In this article we discuss changes in the Linux kernel slab allocator implementation and exploitation challenges associated with kernel heap-related vulnerabilities. We focus on the SLUB (unqueued slab allocator) implementation in this article since it is the most common allocator enabled by default on most Linux distributions and Android devices.
We discuss some major changes in modern kernels that affect exploitability of heap-related vulnerabilities. Some of these changes/features were intentional where others were a side-effect hindering or aiding the exploitation process.
The two common dynamic object allocation mechanisms in the kernel are:
- General-purpose allocations performed using
kmalloc/kzalloc/...
API - Special-purpose allocations via
kmem_cache_create/kmem_cache_alloc
Special-purpose caches are generally created for frequently allocated/used objects such as task_struct
, cred
, inode
, sock
, etc.
A standard kernel general-purpose allocation may look similar to the following:
kmalloc(sizeof(struct some_struct), GFP_KERNEL)

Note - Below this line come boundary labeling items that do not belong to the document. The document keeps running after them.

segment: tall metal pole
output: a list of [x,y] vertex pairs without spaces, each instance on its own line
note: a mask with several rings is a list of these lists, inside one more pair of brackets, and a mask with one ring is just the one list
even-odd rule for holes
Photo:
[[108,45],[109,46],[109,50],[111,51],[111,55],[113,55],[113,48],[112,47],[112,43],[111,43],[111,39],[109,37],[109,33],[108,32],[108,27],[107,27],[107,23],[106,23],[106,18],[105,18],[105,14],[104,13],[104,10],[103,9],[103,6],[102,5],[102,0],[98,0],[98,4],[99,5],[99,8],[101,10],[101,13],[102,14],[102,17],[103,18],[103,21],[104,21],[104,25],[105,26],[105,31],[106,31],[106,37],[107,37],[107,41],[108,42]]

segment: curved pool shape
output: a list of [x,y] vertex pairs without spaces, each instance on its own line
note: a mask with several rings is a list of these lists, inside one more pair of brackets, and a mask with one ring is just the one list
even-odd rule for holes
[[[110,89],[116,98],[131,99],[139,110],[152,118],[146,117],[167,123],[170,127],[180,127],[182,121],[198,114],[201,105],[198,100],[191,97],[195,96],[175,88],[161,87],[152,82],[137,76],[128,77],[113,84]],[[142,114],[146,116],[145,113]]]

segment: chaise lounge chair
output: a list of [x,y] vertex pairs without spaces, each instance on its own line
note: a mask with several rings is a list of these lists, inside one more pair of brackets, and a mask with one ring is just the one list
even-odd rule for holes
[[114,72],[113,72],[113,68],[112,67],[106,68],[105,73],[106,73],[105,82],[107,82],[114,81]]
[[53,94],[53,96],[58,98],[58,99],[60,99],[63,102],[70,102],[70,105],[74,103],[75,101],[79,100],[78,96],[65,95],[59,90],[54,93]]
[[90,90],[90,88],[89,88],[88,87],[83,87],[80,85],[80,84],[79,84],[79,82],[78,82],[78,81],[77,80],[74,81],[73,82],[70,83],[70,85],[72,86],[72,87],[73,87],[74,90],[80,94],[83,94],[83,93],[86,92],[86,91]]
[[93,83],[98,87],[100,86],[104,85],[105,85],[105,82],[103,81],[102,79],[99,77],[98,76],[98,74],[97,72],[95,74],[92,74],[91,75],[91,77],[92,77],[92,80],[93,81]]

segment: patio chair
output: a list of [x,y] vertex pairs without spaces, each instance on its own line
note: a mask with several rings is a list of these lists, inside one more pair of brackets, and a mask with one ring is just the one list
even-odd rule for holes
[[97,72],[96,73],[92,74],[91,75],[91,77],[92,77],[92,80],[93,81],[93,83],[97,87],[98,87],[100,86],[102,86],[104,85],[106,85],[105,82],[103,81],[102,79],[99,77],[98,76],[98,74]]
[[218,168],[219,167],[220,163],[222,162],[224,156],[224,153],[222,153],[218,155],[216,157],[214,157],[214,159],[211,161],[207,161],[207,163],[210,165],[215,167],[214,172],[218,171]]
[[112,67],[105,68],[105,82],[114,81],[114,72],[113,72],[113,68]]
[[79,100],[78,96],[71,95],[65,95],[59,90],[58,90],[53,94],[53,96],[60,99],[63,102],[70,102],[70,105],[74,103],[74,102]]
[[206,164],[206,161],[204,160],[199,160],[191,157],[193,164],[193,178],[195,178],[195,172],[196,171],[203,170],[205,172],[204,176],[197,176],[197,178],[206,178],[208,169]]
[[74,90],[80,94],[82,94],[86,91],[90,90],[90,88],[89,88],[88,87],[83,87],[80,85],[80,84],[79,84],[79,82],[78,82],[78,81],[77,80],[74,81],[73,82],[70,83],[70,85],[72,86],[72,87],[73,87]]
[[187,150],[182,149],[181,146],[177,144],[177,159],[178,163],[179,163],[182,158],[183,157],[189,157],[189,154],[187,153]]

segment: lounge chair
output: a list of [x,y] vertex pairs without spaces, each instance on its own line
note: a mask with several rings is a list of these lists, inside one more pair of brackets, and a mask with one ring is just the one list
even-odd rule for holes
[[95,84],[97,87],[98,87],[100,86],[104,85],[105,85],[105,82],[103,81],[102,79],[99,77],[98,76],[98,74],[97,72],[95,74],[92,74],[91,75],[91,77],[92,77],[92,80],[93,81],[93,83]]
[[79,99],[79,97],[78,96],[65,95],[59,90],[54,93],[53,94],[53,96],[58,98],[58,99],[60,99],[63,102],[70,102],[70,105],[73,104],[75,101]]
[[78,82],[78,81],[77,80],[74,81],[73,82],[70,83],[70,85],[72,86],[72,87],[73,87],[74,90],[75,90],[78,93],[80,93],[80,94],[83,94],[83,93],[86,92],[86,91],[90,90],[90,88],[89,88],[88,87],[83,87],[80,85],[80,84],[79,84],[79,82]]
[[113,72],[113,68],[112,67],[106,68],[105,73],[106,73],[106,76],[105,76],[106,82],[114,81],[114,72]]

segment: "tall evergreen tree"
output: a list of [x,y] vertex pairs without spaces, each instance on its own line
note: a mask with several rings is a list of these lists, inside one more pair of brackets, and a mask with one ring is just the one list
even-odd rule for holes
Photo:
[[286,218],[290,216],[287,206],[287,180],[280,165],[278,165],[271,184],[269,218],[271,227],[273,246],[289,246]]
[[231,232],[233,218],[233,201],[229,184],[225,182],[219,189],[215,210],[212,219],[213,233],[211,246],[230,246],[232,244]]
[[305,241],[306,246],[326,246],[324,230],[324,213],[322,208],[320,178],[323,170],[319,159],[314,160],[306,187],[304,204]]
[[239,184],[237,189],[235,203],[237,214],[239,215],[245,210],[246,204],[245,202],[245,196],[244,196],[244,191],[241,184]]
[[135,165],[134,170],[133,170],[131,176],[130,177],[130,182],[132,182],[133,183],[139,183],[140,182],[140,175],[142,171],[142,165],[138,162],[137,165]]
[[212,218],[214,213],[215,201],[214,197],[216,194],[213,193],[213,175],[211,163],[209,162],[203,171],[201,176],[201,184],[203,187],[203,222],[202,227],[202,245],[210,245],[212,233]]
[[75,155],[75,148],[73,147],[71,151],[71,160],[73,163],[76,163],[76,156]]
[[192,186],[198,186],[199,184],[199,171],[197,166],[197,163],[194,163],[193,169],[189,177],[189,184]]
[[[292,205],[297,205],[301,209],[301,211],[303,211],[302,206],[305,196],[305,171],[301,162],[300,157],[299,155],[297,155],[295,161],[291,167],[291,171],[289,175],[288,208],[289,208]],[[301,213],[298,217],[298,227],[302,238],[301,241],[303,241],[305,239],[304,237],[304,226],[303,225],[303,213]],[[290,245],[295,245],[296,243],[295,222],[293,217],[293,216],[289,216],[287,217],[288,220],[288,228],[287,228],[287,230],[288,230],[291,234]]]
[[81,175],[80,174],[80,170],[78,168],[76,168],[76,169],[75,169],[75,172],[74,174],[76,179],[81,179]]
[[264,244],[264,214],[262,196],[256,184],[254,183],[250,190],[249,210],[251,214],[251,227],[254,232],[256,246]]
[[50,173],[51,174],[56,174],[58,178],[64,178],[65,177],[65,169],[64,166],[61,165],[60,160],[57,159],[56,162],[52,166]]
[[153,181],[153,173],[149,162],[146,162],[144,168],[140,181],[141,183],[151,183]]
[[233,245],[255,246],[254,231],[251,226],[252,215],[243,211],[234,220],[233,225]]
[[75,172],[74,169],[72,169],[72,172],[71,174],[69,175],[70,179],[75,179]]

There are other flags besides GFP_KERNEL
that could make the allocation atomic, request high memory, etc. but GFP_KERNEL
indicates a normal kernel allocation and represents the most common case for the allocation of a vulnerable object in UAF / heapovf related vulnerabilities.

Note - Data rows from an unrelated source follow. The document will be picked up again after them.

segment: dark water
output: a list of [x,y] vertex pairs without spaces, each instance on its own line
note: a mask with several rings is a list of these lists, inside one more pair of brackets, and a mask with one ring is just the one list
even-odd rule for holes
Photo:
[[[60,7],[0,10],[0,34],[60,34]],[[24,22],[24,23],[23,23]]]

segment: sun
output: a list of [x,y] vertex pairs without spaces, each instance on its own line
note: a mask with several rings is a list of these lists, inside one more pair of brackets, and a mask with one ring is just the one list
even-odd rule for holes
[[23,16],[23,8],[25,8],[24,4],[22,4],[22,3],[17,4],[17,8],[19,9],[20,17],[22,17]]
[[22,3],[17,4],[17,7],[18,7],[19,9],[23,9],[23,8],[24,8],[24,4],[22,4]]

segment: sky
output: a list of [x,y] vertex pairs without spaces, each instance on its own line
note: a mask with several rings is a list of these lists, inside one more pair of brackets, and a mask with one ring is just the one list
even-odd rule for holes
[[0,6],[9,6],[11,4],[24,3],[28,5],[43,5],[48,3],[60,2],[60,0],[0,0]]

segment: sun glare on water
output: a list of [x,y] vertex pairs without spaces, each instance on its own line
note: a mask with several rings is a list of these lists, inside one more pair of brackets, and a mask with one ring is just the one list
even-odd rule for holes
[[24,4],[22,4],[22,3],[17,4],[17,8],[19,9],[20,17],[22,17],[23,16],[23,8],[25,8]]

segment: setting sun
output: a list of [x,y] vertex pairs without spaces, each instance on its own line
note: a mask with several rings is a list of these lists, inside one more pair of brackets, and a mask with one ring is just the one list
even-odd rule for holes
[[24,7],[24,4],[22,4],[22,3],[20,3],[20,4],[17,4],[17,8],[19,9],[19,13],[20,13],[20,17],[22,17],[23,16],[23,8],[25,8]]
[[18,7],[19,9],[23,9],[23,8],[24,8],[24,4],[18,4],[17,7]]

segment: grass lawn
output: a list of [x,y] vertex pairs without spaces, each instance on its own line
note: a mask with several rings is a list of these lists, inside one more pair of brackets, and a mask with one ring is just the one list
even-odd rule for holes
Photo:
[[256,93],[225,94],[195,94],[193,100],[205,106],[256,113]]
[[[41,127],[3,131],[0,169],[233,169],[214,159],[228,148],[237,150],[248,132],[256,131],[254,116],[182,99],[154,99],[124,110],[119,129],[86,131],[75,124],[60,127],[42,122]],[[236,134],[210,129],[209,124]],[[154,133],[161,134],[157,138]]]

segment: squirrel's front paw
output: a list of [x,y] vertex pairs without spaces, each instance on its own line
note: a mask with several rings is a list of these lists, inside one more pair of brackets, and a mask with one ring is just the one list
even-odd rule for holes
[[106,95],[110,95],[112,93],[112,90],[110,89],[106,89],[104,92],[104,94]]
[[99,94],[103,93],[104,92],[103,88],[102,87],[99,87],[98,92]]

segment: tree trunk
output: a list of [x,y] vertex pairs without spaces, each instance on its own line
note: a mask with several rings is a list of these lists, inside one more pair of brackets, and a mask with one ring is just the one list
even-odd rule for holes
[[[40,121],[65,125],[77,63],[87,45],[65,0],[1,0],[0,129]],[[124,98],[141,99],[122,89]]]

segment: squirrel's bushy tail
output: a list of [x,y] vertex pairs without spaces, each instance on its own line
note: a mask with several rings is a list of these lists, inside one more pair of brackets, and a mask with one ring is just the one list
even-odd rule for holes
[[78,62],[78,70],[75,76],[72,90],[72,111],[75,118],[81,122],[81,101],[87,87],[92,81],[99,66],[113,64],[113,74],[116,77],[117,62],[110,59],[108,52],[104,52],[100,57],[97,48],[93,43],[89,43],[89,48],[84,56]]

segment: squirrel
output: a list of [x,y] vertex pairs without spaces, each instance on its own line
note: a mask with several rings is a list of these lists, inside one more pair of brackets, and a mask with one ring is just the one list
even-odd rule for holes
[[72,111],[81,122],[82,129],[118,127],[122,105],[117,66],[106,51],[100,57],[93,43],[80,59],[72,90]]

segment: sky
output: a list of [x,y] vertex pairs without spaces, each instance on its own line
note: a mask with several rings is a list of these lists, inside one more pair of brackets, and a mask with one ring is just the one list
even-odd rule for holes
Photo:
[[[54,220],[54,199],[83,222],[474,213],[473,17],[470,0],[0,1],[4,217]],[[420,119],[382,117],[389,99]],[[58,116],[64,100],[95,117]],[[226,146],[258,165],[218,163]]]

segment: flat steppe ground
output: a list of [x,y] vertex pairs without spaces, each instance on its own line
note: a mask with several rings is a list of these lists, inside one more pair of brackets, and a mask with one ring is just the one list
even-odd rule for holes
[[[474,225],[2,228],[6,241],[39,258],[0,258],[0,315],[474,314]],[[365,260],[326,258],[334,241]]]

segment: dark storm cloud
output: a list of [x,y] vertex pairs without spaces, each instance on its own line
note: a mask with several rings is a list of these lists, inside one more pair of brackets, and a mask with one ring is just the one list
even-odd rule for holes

On a standard Linux system, SLUB general-purpose caches are named as kmalloc-*
and start with as small as 8 bytes object caches and go up to 8k, in power of two increments, with an exception of 96- and 192-byte caches:
# cat /proc/slabinfo | grep ^kmalloc kmalloc-8192 40 40 8192 4 8 : tunables 0 0 0 : slabdata 10 10 0 kmalloc-4096 127 136 4096 8 8 : tunables 0 0 0 : slabdata 17 17 0 kmalloc-2048 256 256 2048 8 4 : tunables 0 0 0 : slabdata 32 32 0 kmalloc-1024 896 896 1024 8 2 : tunables 0 0 0 : slabdata 112 112 0 kmalloc-512 537 608 512 8 1 : tunables 0 0 0 : slabdata 76 76 0 kmalloc-256 1613 1680 256 16 1 : tunables 0 0 0 : slabdata 105 105 0 kmalloc-192 1525 1596 192 21 1 : tunables 0 0 0 : slabdata 76 76 0 kmalloc-128 1184 1184 128 32 1 : tunables 0 0 0 : slabdata 37 37 0 kmalloc-96 1260 1260 96 42 1 : tunables 0 0 0 : slabdata 30 30 0 kmalloc-64 5760 5760 64 64 1 : tunables 0 0 0 : slabdata 90 90 0 kmalloc-32 3072 3072 32 128 1 : tunables 0 0 0 : slabdata 24 24 0 kmalloc-16 1792 1792 16 256 1 : tunables 0 0 0 : slabdata 7 7 0 kmalloc-8 2048 2048 8 512 1 : tunables 0 0 0 : slabdata 4 4 0
When a new allocation is requested, e.g., kmalloc(24, GFP_KERNEL)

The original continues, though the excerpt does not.